Тем и кончился разговор. А через день возобновился снова с некоторыми вариациями. Рогов понял, что телеграмма не забыта. Понял он и то, что Маша винит себя в слабости, но о его поведении тогда ей неизвестно. И успокоился. «Ничего, – подумал он. – Переживет, не сахарная, не растает».
Его заявлению на квартиру был дан ход, как только Рогов принял отдел. Маша к этому известию отнеслась равнодушно. Спросила:
– Жену привезешь?
Он обиделся, сказал:
– Тебе не стыдно? Я считал, что это для нас.
– Для нас, – повторила она. – Для нас… А что такое «мы», собственно? Ты и я? Вот – ты. А вот – я. А где «мы»? В постели?
– У тебя какая-то идиотская философия, – рассердился Рогов. – Мы же люди, а не гермафродиты.
Ему очень понравилась эта мысль, и он стал развивать ее.
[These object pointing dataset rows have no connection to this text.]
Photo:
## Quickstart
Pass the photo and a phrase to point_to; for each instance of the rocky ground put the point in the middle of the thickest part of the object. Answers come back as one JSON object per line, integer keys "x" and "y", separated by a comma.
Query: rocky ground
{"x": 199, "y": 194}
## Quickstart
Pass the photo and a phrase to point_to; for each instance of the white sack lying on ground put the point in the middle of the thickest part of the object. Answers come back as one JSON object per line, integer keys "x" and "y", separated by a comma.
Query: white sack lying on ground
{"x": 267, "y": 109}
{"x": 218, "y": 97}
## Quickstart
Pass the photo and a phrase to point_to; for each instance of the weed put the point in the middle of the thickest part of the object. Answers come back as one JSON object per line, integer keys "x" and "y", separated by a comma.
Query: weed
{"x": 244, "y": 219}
Маша отмахнулась. Потом задумчиво произнесла:
– А может быть, тебе все-таки следует привезти жену?..
Тогда он не понимал ее. И только сейчас, в кабинете у Шухова, читая закапанную стеарином рукопись и вспоминая все, что давно умерло, он заново переосмысливал то, что ушло, что было похоронено и, казалось, забыто. И ему стало страшно. Он вдруг ощутил себя мухой под стеклянным колпаком. Шухов! «Неужели Шухову известно все? Но этого же не может быть».
Лист седьмой
Идиотское положение. Нечем чинить карандаши, которые беспрерывно ломаются. Приходится обгрызать их. И что бы я делал без этой коробки цветных карандашей, которую Веденеев вез своей маленькой дочке!
А море по-прежнему пустынно. Веденеев утром попытался считать, сколько дней мы болтаемся среди этих серо-зеленых холмов. И сбился. Я не мог ему помочь. Впрочем, когда нас найдут, дату будет установить легко.
– Ты думаешь, нас еще ищут? – спросил я.
– Знаю, – сказал Веденеев. – Не могут не искать.
Плашкоут покачивался на волнах. Видимость отвратительная. Холодно. Хорошо, хоть под брезент не задувает ветер. Хорошо, что мы с Веденеевым оптимисты и продолжаем верить в почти невозможное. А может, мы лжем друг другу? Да нет, не похоже…
Мне не дает покоя мысль о тетради. Ее видел Некрасов. Почему она так таинственно исчезла? И что там было записано? Очень хотелось спросить об этом Рогова. Но трос оказался слишком коротким. Трос лопнул, плашкоут оторвался от буксира и теперь хлопает днищем по волнам. Веденеев лежит, задрав бороду к небу, и все пытается сосчитать, сколько дней мы болтаемся в океане. Потом поворачивается ко мне.
– Сбился, мать его так, – говорит он негромко. – То ли пятнадцать, то ли восемнадцать?
Я отрываюсь от рукописи и помогаю ему считать. Вспоминаем, что Клименко умер на шестые сутки. Затем начинаются затруднения. Мы путаемся.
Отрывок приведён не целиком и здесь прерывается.